2.        Higher injury severity (based on GCS) was positively correlated with motor/functional improvements on SARAH classification (p=0.000), but not with IQ scores on WISC-III (p=0.757).

3.        Parents of patients in the IFS group consistently learned the procedures and activities of the intervention over the course of the 12 mo study with no drop in performance despite the treatment changing as the patient demonstrated progress (p=0.999).

 

Hickey et al.

(2018a)

Australia

PCT

N=47

Population:  Family Forward (FF) Group (N=25): Mean Age of child=10.1yr (5.2); Gender: Male=56%, Female=44%; Mean time post injury=Acute; GCS=N/A. Usual Care (UC) Group (N=22): Mean Age of child=8.5yr (5.6); Gender: Male=59.1%, Female=40.9%; Mean time post injury=Acute; GCS=N/A.

Intervention: Families of children with ABI participated in either a UC or family forward (FF) social work program. Sessions for both occurred twice a week. The FF intervention consisted of a more tailored approach of monitoring the family for post-trauma symptoms in addition to regular social work. Measures taken at baseline, inpatient discharge, and at a 6-week follow-up.

Outcomes: Impact of Events scale – revised (IES-R), parent experience of child illness (PECI), Brief Illness perception questionnaire (Brief IPQ).

 
1.        No significant group differences were found at any time points on the outcome measures (p>0.05).
 

Hickey et al.

(2018b)

Australia

PCT

N=47

Population:  Family Forward (FF) Group (N=25): Mean Age of child=10.1yr (5.2); Gender: Male=56%, Female=44%; Mean time post injury=Acute; GCS=N/A. Usual Care (UC) Group (N=22): Mean Age of child=8.5yr (5.6); Gender: Male=59.1%, Female=40.9%; Mean time post injury=Acute; GCS=N/A.
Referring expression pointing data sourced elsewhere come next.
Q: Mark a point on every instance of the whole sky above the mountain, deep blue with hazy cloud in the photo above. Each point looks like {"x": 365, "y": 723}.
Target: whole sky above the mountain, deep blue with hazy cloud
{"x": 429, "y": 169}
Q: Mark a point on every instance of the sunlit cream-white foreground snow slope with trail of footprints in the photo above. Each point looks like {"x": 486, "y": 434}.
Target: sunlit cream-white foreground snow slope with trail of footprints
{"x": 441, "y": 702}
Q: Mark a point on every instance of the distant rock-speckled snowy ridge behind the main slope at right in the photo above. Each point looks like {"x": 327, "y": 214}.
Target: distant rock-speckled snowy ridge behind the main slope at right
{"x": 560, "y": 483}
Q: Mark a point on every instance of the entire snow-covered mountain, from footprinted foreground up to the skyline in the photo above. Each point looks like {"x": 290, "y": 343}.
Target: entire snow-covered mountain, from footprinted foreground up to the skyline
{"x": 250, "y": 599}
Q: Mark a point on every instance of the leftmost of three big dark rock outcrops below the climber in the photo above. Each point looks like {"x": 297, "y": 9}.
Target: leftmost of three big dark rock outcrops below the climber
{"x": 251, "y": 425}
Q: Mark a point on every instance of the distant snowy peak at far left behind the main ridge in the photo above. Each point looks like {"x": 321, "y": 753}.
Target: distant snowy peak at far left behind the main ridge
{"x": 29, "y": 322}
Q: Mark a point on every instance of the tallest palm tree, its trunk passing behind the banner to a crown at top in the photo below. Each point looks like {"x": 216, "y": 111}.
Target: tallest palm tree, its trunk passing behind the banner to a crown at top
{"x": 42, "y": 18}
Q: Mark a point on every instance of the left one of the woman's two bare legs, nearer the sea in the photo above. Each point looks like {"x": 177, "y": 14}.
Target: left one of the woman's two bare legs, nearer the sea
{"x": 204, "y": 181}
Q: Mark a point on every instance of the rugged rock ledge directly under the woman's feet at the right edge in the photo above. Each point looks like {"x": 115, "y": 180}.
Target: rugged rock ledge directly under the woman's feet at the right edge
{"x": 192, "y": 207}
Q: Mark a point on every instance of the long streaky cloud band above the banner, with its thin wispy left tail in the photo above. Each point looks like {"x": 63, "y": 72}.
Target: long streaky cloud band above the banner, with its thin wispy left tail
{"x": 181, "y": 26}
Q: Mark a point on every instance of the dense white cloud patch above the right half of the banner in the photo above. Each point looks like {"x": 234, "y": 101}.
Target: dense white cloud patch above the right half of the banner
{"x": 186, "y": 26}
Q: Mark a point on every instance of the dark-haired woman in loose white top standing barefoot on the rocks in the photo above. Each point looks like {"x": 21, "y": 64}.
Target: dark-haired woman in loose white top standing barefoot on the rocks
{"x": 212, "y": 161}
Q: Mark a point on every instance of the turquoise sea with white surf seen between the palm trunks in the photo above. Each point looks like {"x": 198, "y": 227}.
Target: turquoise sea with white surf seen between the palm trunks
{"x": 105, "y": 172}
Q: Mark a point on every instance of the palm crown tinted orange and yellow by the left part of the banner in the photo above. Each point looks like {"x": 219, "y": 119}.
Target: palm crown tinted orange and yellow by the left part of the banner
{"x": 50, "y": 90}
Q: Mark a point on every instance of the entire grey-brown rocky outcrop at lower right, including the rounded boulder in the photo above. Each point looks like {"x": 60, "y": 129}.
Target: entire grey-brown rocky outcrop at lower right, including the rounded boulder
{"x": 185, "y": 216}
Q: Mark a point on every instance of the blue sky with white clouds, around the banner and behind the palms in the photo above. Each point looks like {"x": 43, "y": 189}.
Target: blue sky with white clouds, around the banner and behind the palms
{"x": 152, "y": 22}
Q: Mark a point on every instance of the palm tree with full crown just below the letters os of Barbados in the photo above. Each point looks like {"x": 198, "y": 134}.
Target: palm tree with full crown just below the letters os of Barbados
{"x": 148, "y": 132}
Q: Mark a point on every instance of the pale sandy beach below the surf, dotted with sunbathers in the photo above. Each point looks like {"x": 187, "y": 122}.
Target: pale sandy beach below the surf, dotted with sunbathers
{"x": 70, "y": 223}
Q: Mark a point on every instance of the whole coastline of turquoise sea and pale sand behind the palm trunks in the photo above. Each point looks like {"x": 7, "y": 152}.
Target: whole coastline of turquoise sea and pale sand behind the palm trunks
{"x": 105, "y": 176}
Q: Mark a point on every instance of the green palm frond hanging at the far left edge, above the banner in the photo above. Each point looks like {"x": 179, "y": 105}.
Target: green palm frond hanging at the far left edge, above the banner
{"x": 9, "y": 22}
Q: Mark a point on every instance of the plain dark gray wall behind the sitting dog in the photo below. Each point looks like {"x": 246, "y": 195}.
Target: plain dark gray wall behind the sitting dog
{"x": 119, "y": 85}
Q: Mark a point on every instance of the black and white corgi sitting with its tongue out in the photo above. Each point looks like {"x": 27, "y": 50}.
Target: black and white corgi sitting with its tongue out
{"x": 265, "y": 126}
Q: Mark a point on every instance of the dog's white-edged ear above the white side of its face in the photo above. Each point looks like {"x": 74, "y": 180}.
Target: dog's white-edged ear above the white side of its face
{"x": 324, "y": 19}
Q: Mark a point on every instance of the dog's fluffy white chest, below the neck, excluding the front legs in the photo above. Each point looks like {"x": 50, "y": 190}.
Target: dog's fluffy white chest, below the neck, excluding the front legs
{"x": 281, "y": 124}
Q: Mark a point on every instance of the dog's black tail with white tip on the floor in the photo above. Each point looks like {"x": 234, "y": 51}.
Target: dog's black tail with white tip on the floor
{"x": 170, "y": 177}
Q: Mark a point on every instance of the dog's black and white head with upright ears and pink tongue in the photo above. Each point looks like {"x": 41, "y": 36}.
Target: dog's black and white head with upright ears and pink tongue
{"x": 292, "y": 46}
Intervention: Families of children with ABI participated in either a UC or family forward (FF) social work program. The cohorts were recruited sequentially from the inpatient ABI unit and sessions for both occurred twice a week. The FF intervention consisted of a more tailored approach of monitoring the family for post-trauma symptoms in addition to regular social work. Measures taken at baseline, inpatient discharge, and at a 6-week follow-up.
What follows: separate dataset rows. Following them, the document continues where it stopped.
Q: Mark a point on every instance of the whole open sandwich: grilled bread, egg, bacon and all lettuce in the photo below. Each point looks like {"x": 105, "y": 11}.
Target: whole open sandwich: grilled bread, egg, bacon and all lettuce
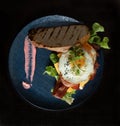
{"x": 74, "y": 56}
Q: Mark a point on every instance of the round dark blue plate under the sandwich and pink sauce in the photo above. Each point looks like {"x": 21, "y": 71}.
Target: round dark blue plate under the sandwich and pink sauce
{"x": 39, "y": 94}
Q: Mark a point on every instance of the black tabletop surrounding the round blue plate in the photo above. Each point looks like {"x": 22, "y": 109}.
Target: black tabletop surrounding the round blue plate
{"x": 103, "y": 107}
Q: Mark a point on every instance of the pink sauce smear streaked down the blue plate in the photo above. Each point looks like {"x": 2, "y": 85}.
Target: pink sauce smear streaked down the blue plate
{"x": 30, "y": 61}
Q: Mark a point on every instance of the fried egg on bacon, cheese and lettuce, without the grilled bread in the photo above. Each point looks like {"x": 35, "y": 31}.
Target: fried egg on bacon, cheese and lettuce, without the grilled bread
{"x": 72, "y": 70}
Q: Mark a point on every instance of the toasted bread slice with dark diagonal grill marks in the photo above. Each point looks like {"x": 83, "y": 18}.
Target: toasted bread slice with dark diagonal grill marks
{"x": 59, "y": 38}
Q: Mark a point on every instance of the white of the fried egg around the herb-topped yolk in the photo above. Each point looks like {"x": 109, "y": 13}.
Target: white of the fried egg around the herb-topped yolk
{"x": 86, "y": 69}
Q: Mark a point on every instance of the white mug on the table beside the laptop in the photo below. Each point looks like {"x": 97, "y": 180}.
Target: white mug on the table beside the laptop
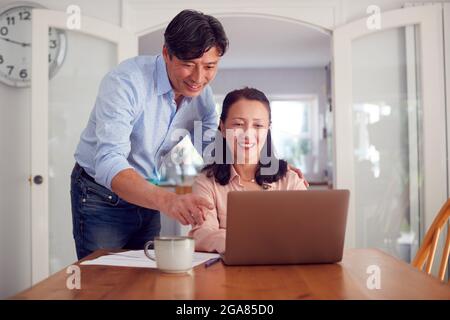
{"x": 172, "y": 254}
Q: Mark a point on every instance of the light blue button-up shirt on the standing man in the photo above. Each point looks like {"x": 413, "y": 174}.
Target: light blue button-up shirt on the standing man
{"x": 135, "y": 121}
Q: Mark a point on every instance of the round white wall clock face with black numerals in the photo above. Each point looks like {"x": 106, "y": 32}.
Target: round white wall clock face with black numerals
{"x": 15, "y": 46}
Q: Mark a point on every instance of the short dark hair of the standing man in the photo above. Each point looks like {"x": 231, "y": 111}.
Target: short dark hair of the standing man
{"x": 191, "y": 33}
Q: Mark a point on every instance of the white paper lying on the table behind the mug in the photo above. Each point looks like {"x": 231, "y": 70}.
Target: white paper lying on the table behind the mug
{"x": 137, "y": 258}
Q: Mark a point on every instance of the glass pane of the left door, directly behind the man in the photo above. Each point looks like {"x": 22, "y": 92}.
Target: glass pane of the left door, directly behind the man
{"x": 72, "y": 92}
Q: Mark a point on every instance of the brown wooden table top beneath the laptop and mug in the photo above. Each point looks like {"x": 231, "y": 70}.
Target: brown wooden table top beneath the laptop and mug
{"x": 346, "y": 280}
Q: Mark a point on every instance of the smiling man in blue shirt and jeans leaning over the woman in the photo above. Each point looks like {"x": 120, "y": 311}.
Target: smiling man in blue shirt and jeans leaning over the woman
{"x": 139, "y": 106}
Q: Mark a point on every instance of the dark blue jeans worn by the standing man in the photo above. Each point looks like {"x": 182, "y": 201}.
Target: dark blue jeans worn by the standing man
{"x": 103, "y": 220}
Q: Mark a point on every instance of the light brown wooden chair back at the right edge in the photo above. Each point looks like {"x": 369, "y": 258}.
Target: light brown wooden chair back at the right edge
{"x": 427, "y": 251}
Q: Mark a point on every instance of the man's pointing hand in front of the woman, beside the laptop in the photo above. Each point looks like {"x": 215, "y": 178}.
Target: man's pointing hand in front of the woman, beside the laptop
{"x": 188, "y": 209}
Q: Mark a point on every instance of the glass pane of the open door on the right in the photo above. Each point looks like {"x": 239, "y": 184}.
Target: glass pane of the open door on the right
{"x": 386, "y": 146}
Outcomes: Family Assessment Device-General Functioning (FAD-GF), Family Management Measure (FAMM), Psychosocial assessment tool (PAT2.0), Social work activity form (SWAF),

 

1.        No significant difference between groups at any time point on the FAD-GF (p>0.05)

2.        The condition management ability subscale of the FAMM was found to be significantly different between groups at 6-weeks post-discharge (p=0.029) showing higher scores in the FF group. No other subscales of the FAMM showed between-groups significance (p>0.05).
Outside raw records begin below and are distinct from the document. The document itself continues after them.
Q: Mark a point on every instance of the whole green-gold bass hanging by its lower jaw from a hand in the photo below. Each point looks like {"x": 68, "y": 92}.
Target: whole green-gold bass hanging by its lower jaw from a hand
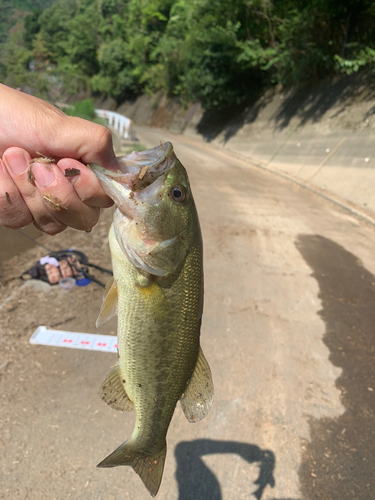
{"x": 157, "y": 293}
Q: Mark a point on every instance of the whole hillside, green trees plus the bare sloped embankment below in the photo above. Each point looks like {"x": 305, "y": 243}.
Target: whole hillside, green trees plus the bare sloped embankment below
{"x": 287, "y": 84}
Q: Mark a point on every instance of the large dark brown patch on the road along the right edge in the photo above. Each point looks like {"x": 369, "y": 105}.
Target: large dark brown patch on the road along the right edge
{"x": 338, "y": 462}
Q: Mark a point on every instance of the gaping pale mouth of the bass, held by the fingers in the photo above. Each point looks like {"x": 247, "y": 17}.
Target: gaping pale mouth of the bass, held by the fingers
{"x": 140, "y": 179}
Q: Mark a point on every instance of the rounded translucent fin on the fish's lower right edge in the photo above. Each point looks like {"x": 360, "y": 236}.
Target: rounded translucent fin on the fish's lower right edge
{"x": 198, "y": 396}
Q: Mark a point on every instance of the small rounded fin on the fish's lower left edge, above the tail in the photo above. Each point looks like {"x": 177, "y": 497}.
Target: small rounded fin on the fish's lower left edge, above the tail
{"x": 112, "y": 391}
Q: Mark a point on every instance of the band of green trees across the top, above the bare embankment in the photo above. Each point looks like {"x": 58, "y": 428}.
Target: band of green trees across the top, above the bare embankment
{"x": 215, "y": 51}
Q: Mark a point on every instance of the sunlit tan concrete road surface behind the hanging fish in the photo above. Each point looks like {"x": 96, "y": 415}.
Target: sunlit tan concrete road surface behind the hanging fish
{"x": 288, "y": 331}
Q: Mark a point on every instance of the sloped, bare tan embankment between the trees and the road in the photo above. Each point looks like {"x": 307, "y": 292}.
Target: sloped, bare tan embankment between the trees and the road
{"x": 321, "y": 135}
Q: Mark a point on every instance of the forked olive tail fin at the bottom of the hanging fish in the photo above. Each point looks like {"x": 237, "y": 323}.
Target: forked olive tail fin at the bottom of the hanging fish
{"x": 148, "y": 467}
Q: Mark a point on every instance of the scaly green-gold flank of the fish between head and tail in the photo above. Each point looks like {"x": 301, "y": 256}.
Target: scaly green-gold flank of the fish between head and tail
{"x": 172, "y": 360}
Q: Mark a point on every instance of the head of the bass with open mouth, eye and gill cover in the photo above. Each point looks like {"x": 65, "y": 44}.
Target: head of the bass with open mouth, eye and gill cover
{"x": 155, "y": 218}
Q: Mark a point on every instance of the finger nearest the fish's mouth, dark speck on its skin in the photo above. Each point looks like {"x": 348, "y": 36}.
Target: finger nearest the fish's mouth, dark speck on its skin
{"x": 85, "y": 183}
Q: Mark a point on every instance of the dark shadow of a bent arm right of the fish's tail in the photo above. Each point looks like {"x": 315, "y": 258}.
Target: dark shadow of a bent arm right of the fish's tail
{"x": 197, "y": 482}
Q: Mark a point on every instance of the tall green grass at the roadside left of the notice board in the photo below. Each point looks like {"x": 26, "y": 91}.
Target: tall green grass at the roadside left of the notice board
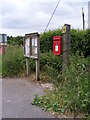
{"x": 13, "y": 62}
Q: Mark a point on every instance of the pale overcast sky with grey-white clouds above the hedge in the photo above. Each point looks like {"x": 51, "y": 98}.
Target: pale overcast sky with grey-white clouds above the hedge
{"x": 18, "y": 17}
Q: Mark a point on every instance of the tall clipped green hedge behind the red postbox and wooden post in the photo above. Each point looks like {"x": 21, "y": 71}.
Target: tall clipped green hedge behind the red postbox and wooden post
{"x": 79, "y": 41}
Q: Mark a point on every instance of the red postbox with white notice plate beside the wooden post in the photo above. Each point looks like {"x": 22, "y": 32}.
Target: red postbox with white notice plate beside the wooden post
{"x": 57, "y": 45}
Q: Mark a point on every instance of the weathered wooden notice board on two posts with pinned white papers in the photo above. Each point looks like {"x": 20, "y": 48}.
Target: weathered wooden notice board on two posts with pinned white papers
{"x": 32, "y": 47}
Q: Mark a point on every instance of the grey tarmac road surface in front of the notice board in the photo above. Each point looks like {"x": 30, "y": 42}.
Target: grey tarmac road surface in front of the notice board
{"x": 17, "y": 96}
3.        There were no significant between-group differences found on the PAT2.0 at any time points (p>0.05).

4.        The three subscales of the SWAF (supportive counselling, family resources, and medical care issues) showed a significant between-groups difference at inpatient discharge (p<0.05) showing higher scores in the FF group.

PEDro = Physiotherapy Evidence Database rating scale score (Moseley et al., 2002).